DOMINIK
“Pieces”—Red
I walk down the road,Rhett’s house at my back as rain hammers down on my shoulders. My earbuds are in my ears, an Eminem song blasting as loud as it can go as I force my numb body to keep going, to just get the fuck away before it’s too late.
Even though it already is.
I shove my palms into my pocket, clutching the syringe and small vial in my iron-tight fist, my only hope at this moment.
Despondency surrounds me like an opaque, pain-riddled aura. Every step feels pointless, every breath even more so. My thoughts are jumbling around inside my skull, none of them connecting or making any sense.
He made me need him again and again until he was all I could think about, all I wanted to be around in my normally solitary life. He upended my thoughts, my beliefs, and now I’m someone I don’t even recognize.
When I was with him, I didn’t have to think or worry about my next move. I could just fucking be, and he let me. Every wall I ever built subtly crashed down around me, leaving catastrophic wreckage in its wake—but I never fucking noticed until Rhett was no longer there to fill the gaping space it left behind.
Every atom of his clung to mine, fusing them together until we were a singular, cohesive whole.
What am I supposed to do without my whole?
My feet stutter to a stop, a gasping cry bubbling up my throat. I slam my palm against my chest, against the searing, stabbing pain lancing through me. I press as deeply into my skin as I can through the thin fabric of Rhett’s T-shirt, trying anything to dull the ache, the unrelenting agony that nothing in the fucking world compares to.
My legs give out, and I crash to the concrete, not even wincing as my kneecaps brutally connect with the cement. The crack sounds through my ears, muffled through the blood rushing in them.
I throw my head back just as a ravaged cry echoes out into the night, piercing through the thick of the storm descending down upon me. It gets lost amongst the rumbling thunder, adding to the devastation the storm is bringing to my world.
My eyes flutter open, blinking hastily against the rain pouring down and my hair lashing my face as the wind whips it back and forth.
A strike of lightning bolts across the sky, illuminating the night in a gray color with a subtle green-blue haze. My eyes follow more bolts as they strike, followed by deep claps of thunder.
It’s always so beautiful—nature’s self-destruction. It fights daily to thrive, and yet, it eventually wars with itself in the most subtle form of thunderstorms, which then lead to hurricanes, tornadoes, tsunamis, fucking earthquakes.
Surviving always leads to inevitable destruction.
Death.
We can’t outrun it; we can’t fight it. It’s always there, lurking in the shadows, waiting for us.

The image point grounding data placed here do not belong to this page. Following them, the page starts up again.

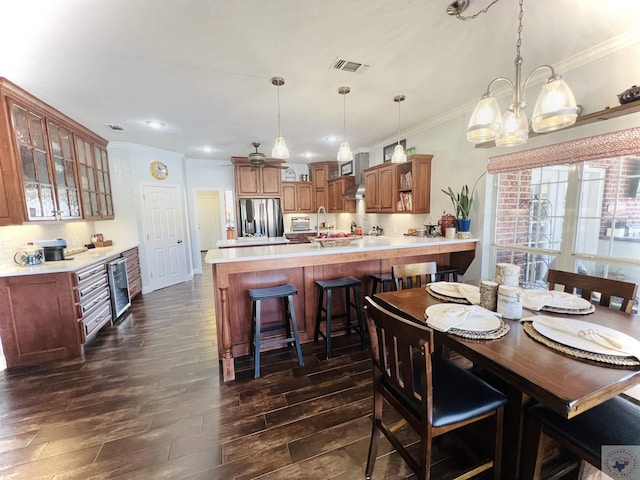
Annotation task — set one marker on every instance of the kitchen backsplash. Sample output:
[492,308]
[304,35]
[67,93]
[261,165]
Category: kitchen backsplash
[15,238]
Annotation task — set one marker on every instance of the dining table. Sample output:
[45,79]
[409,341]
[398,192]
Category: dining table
[526,369]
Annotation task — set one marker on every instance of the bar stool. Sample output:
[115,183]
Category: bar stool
[447,273]
[384,279]
[350,286]
[286,292]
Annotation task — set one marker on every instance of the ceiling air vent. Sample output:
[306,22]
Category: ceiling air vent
[116,128]
[349,66]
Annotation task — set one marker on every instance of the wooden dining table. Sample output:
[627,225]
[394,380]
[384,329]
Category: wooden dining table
[526,369]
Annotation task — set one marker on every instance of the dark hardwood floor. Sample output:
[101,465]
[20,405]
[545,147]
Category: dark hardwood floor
[147,402]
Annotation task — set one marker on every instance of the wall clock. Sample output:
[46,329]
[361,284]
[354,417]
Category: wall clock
[159,170]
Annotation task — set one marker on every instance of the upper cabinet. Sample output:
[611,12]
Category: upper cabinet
[336,188]
[41,173]
[252,181]
[297,197]
[320,175]
[399,187]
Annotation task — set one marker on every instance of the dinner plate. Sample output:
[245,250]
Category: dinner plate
[576,341]
[473,318]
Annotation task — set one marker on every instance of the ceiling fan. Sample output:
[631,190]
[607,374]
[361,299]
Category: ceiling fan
[259,160]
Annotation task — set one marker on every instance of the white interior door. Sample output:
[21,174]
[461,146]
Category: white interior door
[164,232]
[209,220]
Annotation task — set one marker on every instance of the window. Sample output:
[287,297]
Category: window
[568,213]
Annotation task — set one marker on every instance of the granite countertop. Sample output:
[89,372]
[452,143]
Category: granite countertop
[228,255]
[73,263]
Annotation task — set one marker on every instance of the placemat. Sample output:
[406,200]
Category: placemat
[616,360]
[446,298]
[499,332]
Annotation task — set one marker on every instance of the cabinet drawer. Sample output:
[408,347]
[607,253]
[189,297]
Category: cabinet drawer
[92,302]
[92,285]
[88,272]
[97,319]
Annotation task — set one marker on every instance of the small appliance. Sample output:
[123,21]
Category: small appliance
[53,249]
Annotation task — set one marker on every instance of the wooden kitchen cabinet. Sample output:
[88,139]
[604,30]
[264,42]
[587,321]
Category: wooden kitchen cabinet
[320,175]
[336,188]
[297,197]
[380,190]
[256,182]
[133,272]
[38,160]
[38,321]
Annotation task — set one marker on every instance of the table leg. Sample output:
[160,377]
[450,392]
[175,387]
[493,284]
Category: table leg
[228,367]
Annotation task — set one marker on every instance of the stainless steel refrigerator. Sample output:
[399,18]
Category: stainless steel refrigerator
[261,217]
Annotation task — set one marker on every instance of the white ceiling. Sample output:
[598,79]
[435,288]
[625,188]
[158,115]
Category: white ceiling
[203,67]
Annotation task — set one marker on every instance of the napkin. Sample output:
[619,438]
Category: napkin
[457,290]
[581,334]
[538,299]
[444,317]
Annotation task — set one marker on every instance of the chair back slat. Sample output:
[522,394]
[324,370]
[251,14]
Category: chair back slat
[413,275]
[588,285]
[401,349]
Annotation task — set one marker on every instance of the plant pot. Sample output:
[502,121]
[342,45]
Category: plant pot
[464,224]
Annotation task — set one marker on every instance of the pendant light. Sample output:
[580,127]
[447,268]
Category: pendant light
[398,153]
[280,149]
[344,153]
[555,107]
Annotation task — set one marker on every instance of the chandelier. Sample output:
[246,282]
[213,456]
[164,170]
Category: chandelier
[555,107]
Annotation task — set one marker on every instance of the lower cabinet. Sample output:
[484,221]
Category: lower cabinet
[133,272]
[92,298]
[38,321]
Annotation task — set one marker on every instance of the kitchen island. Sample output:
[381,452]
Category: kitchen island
[236,270]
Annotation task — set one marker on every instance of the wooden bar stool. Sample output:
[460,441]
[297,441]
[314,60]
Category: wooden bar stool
[383,279]
[286,292]
[350,286]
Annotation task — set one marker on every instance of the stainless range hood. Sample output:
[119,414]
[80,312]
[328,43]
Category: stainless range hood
[360,162]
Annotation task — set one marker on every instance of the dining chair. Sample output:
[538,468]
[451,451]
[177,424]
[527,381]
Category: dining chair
[431,394]
[606,287]
[613,422]
[413,275]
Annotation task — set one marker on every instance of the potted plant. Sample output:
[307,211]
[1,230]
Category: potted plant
[462,203]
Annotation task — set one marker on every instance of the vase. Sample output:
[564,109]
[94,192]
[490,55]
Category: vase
[464,224]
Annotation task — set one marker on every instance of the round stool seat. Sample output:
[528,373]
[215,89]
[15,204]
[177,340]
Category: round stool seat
[272,292]
[339,283]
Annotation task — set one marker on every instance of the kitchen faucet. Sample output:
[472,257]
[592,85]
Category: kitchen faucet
[324,213]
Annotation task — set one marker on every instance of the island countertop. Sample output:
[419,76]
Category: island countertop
[237,270]
[364,244]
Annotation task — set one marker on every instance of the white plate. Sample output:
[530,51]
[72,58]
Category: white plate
[575,341]
[478,319]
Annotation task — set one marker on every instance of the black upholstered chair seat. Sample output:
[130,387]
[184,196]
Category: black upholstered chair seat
[449,405]
[615,422]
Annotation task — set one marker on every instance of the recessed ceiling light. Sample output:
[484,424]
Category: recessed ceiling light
[155,124]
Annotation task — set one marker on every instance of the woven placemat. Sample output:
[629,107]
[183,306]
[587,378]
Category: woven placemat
[616,360]
[499,332]
[446,298]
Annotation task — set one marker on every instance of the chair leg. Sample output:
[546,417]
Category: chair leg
[318,316]
[294,326]
[328,324]
[257,347]
[375,434]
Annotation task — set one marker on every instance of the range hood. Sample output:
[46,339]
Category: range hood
[360,162]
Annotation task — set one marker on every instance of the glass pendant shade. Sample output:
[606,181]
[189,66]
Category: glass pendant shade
[515,129]
[280,149]
[345,154]
[485,122]
[398,155]
[555,108]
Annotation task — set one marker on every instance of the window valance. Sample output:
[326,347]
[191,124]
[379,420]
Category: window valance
[614,144]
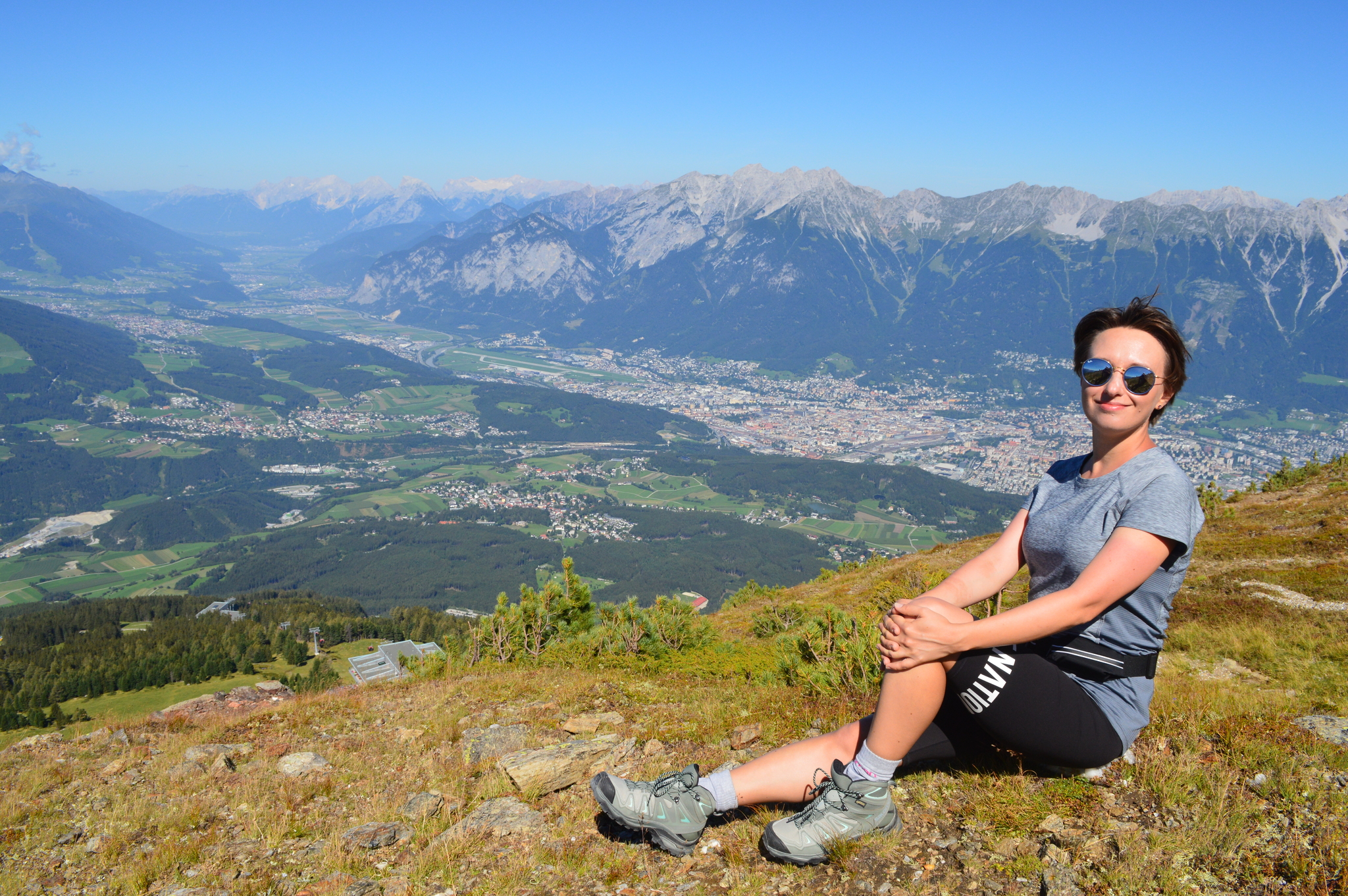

I’ve felt death’s shadow for far too long, my constant companion throughout the years. He faded for a while when Essa was around, but the moment she tore herself from me, he came back with a vengeance—and I welcomed his familiarity.
But then Everett…
“Fuck,” I choke out through body-wracking sobs. Every limb, every muscle within those limbs, my bones, nerves, shriveled-up veins, and cells—every fucking part of me throbs.
Everett completely obliterated the thought of death—there wasn’t any room with his domineering presence overtaking my life. I became so used to him and his promises of pain that I grew to crave him as much as the drugs he gave me to keep me comfortably numb. But now, just the thought of shoving a needle in my arm makes me think about the first time, when he looked cautiously out of his mind with subtle apprehension.
I bend in half, resting my sweat and rain-soaked face into my—Rhett’s—sweatpants, breathing in the smell of the wet earth without any other choice. The rain beats down on my back, bringing nothing of the usual comfort I felt with storms.
He took everything from me.
“Which was what he wanted,” I gasp at the realization. The thought was there, ricocheting off the millions of others I can’t rid myself of.
Headlight beams bounce across the pavement in front of me, growing brighter and closer, along with the sound of an exhaust. Eventually, the sound draws impossibly close before idling. A door opens, and feet smack down on the wet pavement.
“Dom?!” Jay’s voice gets lost in the storm. I want to push away the flutter of disappointment that floods to the surface at the sound, but what’s the point? It’s not like Rhett would ever come for me.
He got what he wanted.
“Jesus, dude. Twice now I find you like this? What the fuck is going on?” he sounds close as he bends down and hauls me into his arms effortlessly. I can’t even hold myself up, letting him finagle me into his car as he wars with the storm raging on, making the task increasingly difficult.